I’ve just announced a public dev version of mod_proxy_html, incorporating a range of updates. That means it works nicely for me, and I’d like the outside world to start test-driving it.
First, there’s much better internationalisation support.
- A charset not supported by libxml2 can be aliased to a supported one.
- A charset that is neither supported directly nor aliased will be converted to unicode using apr_xlate (an iconv wrapper).
- A default input encoding (for totally unlabelled contents) can be configured.
- Output can be filtered through apr_xlate to a server admin’s desired encoding.
Second, support for rewriting proprietary HTML variants is now configurable.

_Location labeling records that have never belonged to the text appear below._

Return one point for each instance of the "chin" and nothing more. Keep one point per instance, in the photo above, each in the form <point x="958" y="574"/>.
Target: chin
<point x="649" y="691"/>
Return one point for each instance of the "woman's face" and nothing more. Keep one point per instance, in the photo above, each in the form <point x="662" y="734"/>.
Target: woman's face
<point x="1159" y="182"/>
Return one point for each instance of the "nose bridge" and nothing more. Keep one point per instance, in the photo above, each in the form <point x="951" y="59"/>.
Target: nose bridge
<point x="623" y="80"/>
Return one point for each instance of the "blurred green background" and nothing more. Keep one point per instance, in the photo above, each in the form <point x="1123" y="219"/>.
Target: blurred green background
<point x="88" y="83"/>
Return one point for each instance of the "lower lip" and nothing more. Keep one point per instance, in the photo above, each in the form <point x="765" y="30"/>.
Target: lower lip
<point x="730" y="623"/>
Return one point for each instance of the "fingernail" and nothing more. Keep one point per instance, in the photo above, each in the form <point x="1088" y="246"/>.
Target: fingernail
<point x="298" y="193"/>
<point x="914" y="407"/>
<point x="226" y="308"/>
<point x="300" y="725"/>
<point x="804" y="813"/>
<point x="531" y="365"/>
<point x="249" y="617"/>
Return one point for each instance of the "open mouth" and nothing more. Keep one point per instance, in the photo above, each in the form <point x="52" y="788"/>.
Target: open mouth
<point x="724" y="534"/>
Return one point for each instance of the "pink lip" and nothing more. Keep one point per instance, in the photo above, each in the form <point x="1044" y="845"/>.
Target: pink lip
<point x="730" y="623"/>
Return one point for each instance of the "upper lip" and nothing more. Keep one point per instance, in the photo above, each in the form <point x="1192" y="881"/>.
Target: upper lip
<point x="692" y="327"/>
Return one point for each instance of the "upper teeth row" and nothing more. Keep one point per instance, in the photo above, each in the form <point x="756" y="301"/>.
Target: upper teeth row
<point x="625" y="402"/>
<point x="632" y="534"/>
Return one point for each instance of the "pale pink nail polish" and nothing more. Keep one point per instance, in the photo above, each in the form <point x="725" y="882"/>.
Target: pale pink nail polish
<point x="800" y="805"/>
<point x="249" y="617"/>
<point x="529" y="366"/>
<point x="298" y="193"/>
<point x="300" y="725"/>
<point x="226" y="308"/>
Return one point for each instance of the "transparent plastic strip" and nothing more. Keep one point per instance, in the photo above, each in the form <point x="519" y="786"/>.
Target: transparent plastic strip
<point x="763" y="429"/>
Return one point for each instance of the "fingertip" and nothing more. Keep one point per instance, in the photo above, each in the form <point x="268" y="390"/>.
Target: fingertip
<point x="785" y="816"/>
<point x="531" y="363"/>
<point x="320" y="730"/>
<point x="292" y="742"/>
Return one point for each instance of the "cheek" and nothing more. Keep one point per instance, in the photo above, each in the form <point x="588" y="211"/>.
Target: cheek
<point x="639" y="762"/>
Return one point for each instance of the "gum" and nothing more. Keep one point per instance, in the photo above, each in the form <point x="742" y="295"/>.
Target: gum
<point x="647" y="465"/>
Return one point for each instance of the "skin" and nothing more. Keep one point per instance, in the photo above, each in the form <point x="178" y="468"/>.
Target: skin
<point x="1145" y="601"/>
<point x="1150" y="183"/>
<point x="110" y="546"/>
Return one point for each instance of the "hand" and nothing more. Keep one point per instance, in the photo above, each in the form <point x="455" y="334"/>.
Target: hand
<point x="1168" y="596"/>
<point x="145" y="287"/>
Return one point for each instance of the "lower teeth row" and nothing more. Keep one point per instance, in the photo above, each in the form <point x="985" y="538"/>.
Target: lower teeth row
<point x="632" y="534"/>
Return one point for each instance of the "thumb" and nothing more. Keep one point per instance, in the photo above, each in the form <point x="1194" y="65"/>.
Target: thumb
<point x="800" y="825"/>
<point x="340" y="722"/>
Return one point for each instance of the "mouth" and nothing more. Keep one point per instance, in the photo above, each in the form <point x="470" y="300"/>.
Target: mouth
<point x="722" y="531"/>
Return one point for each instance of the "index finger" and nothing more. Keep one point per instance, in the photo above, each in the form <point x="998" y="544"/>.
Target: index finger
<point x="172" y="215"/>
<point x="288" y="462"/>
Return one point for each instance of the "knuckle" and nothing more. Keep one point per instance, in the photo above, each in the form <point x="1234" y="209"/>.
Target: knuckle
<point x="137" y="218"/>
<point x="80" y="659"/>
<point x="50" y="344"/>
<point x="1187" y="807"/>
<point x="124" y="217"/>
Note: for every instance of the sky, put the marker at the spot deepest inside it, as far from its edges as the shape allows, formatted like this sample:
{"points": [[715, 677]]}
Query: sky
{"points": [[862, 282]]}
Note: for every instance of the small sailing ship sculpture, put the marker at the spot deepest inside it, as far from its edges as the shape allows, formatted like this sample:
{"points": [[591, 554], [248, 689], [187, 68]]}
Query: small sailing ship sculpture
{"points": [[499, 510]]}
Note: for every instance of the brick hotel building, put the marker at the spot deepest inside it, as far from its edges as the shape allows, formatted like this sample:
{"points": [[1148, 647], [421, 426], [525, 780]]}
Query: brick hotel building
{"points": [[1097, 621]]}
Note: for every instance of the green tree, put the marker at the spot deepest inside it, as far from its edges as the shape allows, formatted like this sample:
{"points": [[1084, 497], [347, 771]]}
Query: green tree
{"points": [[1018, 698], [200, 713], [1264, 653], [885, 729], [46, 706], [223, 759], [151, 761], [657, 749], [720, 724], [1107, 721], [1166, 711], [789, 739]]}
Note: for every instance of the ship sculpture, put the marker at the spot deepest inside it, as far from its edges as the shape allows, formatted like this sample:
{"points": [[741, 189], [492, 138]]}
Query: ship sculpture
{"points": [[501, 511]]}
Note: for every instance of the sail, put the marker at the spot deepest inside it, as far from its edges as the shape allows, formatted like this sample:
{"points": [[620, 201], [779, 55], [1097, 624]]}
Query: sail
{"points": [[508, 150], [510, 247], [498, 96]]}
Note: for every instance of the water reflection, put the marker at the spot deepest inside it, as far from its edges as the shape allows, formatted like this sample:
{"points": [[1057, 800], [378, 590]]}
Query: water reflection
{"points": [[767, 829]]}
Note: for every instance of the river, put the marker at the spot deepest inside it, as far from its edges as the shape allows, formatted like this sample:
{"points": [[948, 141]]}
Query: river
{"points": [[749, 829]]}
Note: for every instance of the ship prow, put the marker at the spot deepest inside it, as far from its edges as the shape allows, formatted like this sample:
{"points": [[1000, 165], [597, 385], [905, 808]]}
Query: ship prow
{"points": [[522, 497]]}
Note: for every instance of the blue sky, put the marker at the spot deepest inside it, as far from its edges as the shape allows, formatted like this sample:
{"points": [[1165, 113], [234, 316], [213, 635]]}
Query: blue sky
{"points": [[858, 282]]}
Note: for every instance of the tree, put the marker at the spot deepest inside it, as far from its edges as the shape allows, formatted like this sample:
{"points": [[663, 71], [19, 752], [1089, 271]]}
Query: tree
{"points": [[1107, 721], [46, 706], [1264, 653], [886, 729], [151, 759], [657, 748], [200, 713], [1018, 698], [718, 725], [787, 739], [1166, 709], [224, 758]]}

Indeed, the definitions of all link and event attributes is now delegated to httpd.conf, and an example configuration is supplied, defining the links and events in W3C HTML 4.01 and XHTML 1.0.
When I announced it here I got two requests, one of which was easy to satisfy. You can now override its refusal to run when not in a proxy context, or when the input isn’t HTML. This of course is at your own risk, to help dealing with broken backends.
This is one of a number of new fixes available for broken backends. Others include an option to ignore leading junk, and the capability to strip out bogus or deprecated markup and output cleaned up HTML or XHTML.
Finally, Version 3 introduces more flexible configuration. It now supports variable interpolation in ProxyHTMLURLMap rules, and allows an additional clause making application of individual rules conditional on an environment variable. So configuration can now be dynamic – e.g. driven by mod_rewrite – when <Location> / <LocationMatch> sections aren’t sufficiently flexible.